Whether you're a large organization with brand awareness through the roof and a budget to match or a small nonprofit makeing do on a shoe string budget, you can't afford to waste resources. Not even on your Facebook page. Whether people became your fans, or, in the new Facebook parlance, "like" you, you invest in your presence on Facebook to build relationships with current or potential donors, volunteers, and activists to move them to take action that support your mission. You're spending resources on Facebook for a reason.
But how do you know if you're succeeding? How do you know if those resources you're spending on your Facebook presence are worth it?
We set out to develop a measurement program to answer that question for one organization, our friends at the US Fund for UNICEF (UNICEF-USA). In the process we discovered some interesting findings for them an an approach that includes what we think are best practices for other organizations hoping to answer for themselves, "Is it worth it?" Our findings and recommendations are documented in a free ebook, available here.
For UNICEF-USA, nearly a year's worth of data illuminated some interesting takeaways and ideas for further testing, including:
1) The number of daily posts to their fan page had a major impact on UNICEF-USA's fan base and click-through (their mechanism for capturing online donations): Up to three posts a day drove consistent click-through and unsubscribe rates; unsubscribe rates rose dramatically with more than three posts per day.
2) Unsurprisingly, click-through and conversion rates were best for UNICEF-USA during high-profile disasters such as the earthquake in Haiti (there were three disasters during the period covering the data we studied).
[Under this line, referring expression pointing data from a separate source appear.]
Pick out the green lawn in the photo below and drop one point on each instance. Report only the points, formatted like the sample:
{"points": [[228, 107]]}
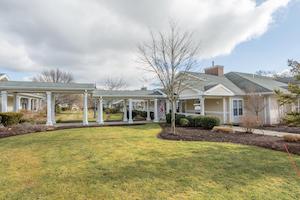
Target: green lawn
{"points": [[131, 163], [72, 116]]}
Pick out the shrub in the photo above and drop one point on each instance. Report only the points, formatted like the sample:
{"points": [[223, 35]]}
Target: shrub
{"points": [[292, 119], [184, 122], [292, 138], [191, 121], [223, 129], [209, 122], [177, 118], [111, 110], [250, 122], [140, 114], [168, 118], [198, 121], [10, 118]]}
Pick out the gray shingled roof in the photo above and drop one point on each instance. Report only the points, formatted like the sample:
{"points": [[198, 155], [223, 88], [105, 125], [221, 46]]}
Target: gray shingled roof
{"points": [[287, 80], [45, 86], [255, 83], [211, 81], [128, 93]]}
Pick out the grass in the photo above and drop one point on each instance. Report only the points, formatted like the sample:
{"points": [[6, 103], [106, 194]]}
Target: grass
{"points": [[76, 116], [131, 163]]}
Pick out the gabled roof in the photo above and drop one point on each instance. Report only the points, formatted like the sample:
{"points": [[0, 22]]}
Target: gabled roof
{"points": [[4, 76], [287, 80], [27, 86], [209, 81], [129, 93], [255, 83]]}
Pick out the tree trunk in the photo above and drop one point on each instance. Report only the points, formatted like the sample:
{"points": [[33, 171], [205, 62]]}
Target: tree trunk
{"points": [[173, 126]]}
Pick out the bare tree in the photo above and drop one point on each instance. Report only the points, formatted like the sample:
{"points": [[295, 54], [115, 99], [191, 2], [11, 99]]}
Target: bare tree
{"points": [[54, 76], [115, 83], [58, 76], [170, 56], [266, 73]]}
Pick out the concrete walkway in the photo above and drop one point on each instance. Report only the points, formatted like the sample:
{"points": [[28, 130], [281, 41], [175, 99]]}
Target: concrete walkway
{"points": [[265, 132], [95, 124]]}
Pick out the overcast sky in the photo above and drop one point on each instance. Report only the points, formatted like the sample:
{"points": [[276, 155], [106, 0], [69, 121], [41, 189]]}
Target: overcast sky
{"points": [[95, 39]]}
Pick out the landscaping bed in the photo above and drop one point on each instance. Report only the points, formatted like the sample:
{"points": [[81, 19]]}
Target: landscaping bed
{"points": [[283, 128], [196, 134]]}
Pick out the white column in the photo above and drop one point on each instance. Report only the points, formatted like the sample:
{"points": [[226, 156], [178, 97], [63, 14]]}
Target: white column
{"points": [[130, 111], [230, 110], [269, 110], [4, 101], [100, 111], [202, 99], [224, 111], [265, 111], [49, 112], [28, 103], [148, 111], [155, 111], [124, 111], [85, 109], [16, 102], [53, 109], [167, 106]]}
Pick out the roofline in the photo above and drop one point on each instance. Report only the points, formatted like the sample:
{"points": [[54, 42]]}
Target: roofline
{"points": [[130, 96]]}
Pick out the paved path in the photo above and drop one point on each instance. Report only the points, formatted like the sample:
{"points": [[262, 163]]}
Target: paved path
{"points": [[95, 124], [264, 132]]}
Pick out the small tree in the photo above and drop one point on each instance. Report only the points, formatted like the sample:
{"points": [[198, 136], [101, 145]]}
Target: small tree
{"points": [[254, 103], [293, 88], [58, 76], [169, 56], [116, 83]]}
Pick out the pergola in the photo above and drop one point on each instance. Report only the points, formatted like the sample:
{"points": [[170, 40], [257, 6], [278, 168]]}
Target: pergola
{"points": [[160, 105], [128, 96], [49, 89]]}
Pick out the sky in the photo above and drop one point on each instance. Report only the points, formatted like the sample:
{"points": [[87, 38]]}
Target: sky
{"points": [[96, 39]]}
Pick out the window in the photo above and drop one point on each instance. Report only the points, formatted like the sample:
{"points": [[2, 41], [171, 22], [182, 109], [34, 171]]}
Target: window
{"points": [[237, 107]]}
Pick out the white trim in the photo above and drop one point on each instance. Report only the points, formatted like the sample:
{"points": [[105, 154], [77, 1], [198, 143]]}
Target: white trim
{"points": [[219, 86], [191, 75], [4, 76]]}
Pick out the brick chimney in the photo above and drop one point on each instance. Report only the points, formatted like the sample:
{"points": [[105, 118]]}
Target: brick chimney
{"points": [[216, 70]]}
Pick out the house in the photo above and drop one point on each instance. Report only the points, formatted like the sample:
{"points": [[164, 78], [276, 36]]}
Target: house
{"points": [[20, 101], [211, 93], [222, 95]]}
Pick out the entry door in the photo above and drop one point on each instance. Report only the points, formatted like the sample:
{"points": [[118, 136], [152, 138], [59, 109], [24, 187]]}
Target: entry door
{"points": [[237, 110]]}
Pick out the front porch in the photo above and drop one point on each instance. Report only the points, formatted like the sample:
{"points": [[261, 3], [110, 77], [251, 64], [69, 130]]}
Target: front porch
{"points": [[228, 109]]}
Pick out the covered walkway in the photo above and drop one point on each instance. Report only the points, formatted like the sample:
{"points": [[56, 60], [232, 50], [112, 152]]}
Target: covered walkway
{"points": [[153, 102]]}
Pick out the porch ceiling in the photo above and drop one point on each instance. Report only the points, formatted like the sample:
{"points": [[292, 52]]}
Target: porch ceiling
{"points": [[41, 87], [144, 94]]}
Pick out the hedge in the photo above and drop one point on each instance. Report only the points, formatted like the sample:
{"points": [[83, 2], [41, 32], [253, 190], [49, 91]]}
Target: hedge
{"points": [[177, 118], [140, 113], [209, 122], [184, 122], [205, 122], [10, 118]]}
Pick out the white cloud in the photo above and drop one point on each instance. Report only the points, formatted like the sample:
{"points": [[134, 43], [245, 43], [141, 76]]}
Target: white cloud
{"points": [[95, 39]]}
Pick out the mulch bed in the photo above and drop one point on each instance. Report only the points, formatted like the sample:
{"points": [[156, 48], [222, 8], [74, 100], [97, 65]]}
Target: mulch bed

Surprisingly, during the days immediately following natural disasters, UNICEF-USA posted many, many things on its Facebook page that didn't link to an opportunity to donate, potentially missing countless opportunities to convert concerned people into concerned donors, taking action about something they care about.
3) "Engagement" didn't correlate to action. We ran several simple and more complex statistical analyses and found that there was no strong relationship between the number of "likes" or comments on a given post and the click-through rate on those posts. This gets to the heart of what most nonprofits measure on Facebook, and the numbers were borderline enough that we recommend further and more deliberate testing of this point.
As the opportunities for nonprofits on Facebook and other social media continue to grow and evolve, a robust approach to collecting actionable analytics that allow nonprofits to make smart, data-driven decisions about where and how they invest resources will be ever more critical. We hope our ebook is a good solid brick on the path in that direction.